Lombok (Antaranews Jateng) - Seorang perempuan paruh baya duduk dengan kedua kakinya terjulur lurus ke depan dan di atas kakinya terdapat benang-benang yang tersusun rapi memanjang terbentang di antara balok kayu.
Agar susunan benang tersebut tidak mengenai kaki maka salah satu balok tersebut ditarik dengan tali ke atas kemudian diberi pemberat.
Berkali-kali tangan kanan perempuan itu memasukkan benang di antara benang-benang yang tersusun memanjang itu kemudian dirapatkan menggunakan bagian dari alat tersebut.
Dengan ketekunan dan kesabaran perempuan tersebut menyusun benang-benang itu terbentuklah selembar kain dengan motif-motif menarik sesuai yang diinginkan.
Begitulah pekerjaan sampingan seorang perempuan di Desa Sukarara, Kecamatan Jonggol, Kabupaten Lombok Tengah, Provinsi Nusa Tenggara Barat dalam menenun kain songket. Desa Sukarara merupakan penghasil kerajinan tenun songket di Lombok yang sudah dikenal luas oleh para wisatawan.
Seorang penenun kain songket yang mendemonstrasikan keterampilannya di toko oleh-oleh kain tenun songket "Dharma Bakti" di Desa Sukarara, Sumianah (38) mengatakan dirinya sudah mulai menenun sejak puluhan tahun lalu.
Dia mengaku belajar menenun sejak di sekolah dasar dan perempuan suku Sasak baru boleh menikah setelah dia bisa menenun. Anak lulus sekolah dasar biasanya sudah bisa menenun.
"Kami belajar menenun secara turun-temurun dan seorang perempuan harus bisa menenun karena sebagai salah satu syarat untuk bisa berumah tangga. Tradisi ini masih berlangsung hingga sekarang," katanya.
Menurut dia satu lembar kain tenun songket dengan lebar sekitar 60 centimeter dan panjang dua meter bisa diselesaikan antara dua minggu hingga satu bulan, tergantung motifnya.
Ia mengatakan jika motifnya rumit maka satu bulan baru selesai, tetapi kalau motifnya biasa maka bisa diselesaikan lebih cepat sekitar dua minggu.
"Dalam satu hari jika menenun kain dengan motif rumit paling hanya bisa menenun sekitar 10 centimeter," katanya.
Ia mengatakan menenun perlu ketekunan dan kesabaran, pekerjaan ini merupakan pekerjaan sampingan untuk membantu suami mencari nafkah.
Tenun songket merupakan kain tenun yang dibuat dengan teknik menambah benang dengan hiasan-hiasan dari benang sintetis berwarna emas, perak, dan warna lainnya.
Sukarara merupakan sentra penghasil songket terbesar di Lombok.
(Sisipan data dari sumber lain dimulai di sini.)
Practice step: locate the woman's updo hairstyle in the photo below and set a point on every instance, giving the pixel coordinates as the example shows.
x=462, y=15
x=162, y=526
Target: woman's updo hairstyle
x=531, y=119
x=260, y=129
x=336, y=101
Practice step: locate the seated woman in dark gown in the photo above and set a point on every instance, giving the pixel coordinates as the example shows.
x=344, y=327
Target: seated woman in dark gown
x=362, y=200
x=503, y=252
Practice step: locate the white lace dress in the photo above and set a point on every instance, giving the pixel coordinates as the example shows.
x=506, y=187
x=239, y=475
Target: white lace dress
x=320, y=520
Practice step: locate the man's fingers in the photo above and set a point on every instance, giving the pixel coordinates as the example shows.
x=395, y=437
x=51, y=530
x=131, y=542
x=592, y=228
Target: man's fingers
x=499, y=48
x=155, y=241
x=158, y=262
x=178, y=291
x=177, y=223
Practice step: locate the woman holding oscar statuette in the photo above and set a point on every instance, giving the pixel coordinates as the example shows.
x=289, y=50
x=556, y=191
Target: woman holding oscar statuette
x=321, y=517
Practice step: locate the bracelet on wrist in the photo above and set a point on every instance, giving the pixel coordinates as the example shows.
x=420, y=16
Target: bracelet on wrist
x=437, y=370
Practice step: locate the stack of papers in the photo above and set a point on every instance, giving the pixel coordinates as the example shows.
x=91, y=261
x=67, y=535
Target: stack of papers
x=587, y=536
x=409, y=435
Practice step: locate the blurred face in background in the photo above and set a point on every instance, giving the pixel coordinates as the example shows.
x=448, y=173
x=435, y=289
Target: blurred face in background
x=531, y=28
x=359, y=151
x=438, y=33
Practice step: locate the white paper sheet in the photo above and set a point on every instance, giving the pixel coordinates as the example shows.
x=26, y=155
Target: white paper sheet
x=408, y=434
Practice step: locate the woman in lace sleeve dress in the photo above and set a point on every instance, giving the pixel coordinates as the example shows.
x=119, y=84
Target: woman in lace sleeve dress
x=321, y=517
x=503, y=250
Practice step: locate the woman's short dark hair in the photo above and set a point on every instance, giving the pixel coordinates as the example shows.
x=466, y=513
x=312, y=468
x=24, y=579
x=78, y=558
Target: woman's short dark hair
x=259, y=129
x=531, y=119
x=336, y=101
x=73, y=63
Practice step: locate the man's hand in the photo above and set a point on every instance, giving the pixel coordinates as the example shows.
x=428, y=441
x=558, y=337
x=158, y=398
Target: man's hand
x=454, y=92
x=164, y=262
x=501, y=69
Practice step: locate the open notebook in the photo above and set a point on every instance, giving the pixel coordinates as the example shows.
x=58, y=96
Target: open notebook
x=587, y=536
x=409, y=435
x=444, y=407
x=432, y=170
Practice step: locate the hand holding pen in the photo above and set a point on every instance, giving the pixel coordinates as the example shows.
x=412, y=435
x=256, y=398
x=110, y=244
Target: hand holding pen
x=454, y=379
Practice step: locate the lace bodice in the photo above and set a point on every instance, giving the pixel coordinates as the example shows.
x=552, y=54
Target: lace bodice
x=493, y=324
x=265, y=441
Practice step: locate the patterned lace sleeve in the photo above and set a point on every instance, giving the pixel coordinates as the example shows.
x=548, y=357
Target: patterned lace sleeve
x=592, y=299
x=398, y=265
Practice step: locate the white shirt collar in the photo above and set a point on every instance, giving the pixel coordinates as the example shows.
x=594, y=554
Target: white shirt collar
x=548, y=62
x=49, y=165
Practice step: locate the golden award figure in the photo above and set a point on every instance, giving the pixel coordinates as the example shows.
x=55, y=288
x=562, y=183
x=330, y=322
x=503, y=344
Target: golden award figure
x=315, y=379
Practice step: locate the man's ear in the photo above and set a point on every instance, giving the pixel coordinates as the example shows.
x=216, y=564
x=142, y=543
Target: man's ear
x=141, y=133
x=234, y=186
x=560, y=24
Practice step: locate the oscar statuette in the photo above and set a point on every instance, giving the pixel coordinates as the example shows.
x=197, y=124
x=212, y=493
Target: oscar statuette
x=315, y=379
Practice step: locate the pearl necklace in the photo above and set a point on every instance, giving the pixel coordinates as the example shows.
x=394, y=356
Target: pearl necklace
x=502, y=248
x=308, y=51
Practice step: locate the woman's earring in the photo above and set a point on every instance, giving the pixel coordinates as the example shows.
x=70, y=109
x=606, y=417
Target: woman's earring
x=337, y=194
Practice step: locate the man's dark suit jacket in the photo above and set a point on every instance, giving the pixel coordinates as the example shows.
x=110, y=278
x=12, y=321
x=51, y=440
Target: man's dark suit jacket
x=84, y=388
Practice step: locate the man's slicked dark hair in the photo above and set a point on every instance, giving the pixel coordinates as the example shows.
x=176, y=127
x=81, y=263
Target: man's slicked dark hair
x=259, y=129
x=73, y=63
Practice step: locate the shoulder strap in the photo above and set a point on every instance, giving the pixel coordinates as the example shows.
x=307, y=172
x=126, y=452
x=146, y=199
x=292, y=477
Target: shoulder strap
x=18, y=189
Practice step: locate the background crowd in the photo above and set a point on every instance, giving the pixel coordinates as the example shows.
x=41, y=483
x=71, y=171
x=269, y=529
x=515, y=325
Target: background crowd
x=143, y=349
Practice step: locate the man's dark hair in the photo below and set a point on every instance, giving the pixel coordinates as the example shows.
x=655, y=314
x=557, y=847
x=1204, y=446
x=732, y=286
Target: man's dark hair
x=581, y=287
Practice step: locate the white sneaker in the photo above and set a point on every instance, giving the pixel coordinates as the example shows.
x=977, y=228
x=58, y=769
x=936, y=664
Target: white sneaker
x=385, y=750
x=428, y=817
Hal ini sudah menjadi bagian dari komoditi hingga merambah pasaran luar negeri.
Pemilik toko Dharma Bakti, Ramli menuturkan kain tenun songket Sasak telah diekspor ke sejumlah negara, antara lain Thailand, Filipina, dan Australia.
Ia mengatakan kain tenun songket semula hanya digunakan saat pesta adat perkawinan, namun sekarang bukan hanya dikenakan saat upacara perkawinan saja.
Ada banyak motif kain tenun songket, antara lain rumah Sasak atau lumbung, barong, dan subhanallah.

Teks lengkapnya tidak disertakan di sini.